Certaines catégories des témoignages tangibles ont fait l’objet d’études et de débats lors de rencontres antérieures (Ténérife, septembre 1998 – Ibiza, mai 1999).

La rencontre de ce jour se veut une porte ouverte sur l’identification, les impacts et les implications sociales des valeurs intangibles les plus significatives nées du phénomène des itinéraires culturels.

Notre intervention portera essentiellement sur la langue (parole) et la croyance en tant que pratiques culturelles à travers « la route des esclaves » d’une part et « les itinéraires de l’impérialisme » d’autre part.

En nous référant à la communication que nous avons faite à IBIZA dans le cadre de la tenue du deuxième congrès ordinaire du comité international scientifique des itinéraires culturels, et qui avait pour thème « Définitions, méthodologie et activités opérationnelles dans les itinéraires culturels », nous avions dégagé une typologie des itinéraires en six points, à savoir :

  1. itinéraires culturels dus aux emprunts de proximité;
  2. itinéraires culturels dus à l’impérialisme;
  3. itinéraires culturels dus à la guerre ;
  4. itinéraires culturels dus à l’esprit de l’oisiveté
  5. itinéraires culturels dus à l’esprit mercantile ;
  6. itinéraires culturels dus au fait religieux.

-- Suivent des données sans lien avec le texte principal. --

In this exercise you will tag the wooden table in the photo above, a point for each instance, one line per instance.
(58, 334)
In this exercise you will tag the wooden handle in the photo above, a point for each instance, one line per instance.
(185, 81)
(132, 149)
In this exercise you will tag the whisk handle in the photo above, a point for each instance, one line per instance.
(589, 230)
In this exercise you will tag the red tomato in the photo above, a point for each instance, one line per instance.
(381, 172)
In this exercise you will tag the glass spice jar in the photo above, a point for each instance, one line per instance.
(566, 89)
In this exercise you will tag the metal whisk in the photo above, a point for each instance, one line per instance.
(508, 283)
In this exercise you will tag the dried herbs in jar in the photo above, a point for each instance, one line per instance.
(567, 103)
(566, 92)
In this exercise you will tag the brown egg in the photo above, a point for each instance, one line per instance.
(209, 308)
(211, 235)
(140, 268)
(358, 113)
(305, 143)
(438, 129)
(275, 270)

A l’analyse de ces 6 points, il ressort qu’un itinéraire culturel peut se concevoir soit dans un esprit de paix (emprunt de proximité – esprit de l’oisiveté mercantilisme), ou encore dans un contexte de conflit (impérialisme-guerre-croisades religieuses).

Dans un cas comme dans l’autre, des valeurs culturelles intangibles sont transmises qui cimentent la vie, qui rapprochent les peuples les uns des autres. Parmi ces valeurs, la langue en tant que moyen de communication de masse, et les pratiques religieuses en tant que facteur d’équilibre psychique sont de celles qui font la spécificité des foyers d’itinéraires culturels. Les populations concernées se reconnaissent en ces valeurs, et ne veulent pas s’en défaire.

 

I LA LANGUE COMME LIEN DE PARENTE UNIVERSELLE

 

I.1 Langues et Route des esclaves

Les corridors et les voies empruntés pendant « la traite négrière » suivie de l’esclavage orchestré par des européens contre le peuple Noir, sont des itinéraires identifiés et connus . Ces itinéraires sont considérés aujourd’hui comme éminemment culturels eu égard au patrimoine humain, matériel et immatériel que cette pratique a laissé comme héritage à l’humanité.

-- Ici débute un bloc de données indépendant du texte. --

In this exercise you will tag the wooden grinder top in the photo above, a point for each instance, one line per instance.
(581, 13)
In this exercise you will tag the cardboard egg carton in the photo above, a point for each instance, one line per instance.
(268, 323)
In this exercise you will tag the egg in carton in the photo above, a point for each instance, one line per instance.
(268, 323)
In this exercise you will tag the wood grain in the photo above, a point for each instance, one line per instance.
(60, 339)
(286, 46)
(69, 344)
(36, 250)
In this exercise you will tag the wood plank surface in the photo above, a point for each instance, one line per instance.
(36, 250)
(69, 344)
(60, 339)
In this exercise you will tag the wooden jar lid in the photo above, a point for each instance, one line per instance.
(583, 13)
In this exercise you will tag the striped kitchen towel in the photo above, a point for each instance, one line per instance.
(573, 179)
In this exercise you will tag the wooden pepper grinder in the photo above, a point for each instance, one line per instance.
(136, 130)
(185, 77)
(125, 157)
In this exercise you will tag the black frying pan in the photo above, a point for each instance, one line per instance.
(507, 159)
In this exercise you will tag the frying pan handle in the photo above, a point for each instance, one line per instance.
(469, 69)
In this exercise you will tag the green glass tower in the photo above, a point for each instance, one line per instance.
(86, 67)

De nombreux sites et monuments jalonnent le monde, symboles de cette pratique. De nombreux autres sites et monuments existent dans l’univers de vie des peuples concernés, reflets de leur savoir et de leur savoir-faire intrinsèques.

Mais du point de vue du patrimoine intangible, une frange de cette diaspora noire a rassemblé ses intelligences, ses énergies, dans un contexte de société multiforme et multiraciale, pour créer de toutes pièces une langue provenant d’un parler constitué d’emprunts à base de plusieurs autres langues selon l’origine des individus en présence..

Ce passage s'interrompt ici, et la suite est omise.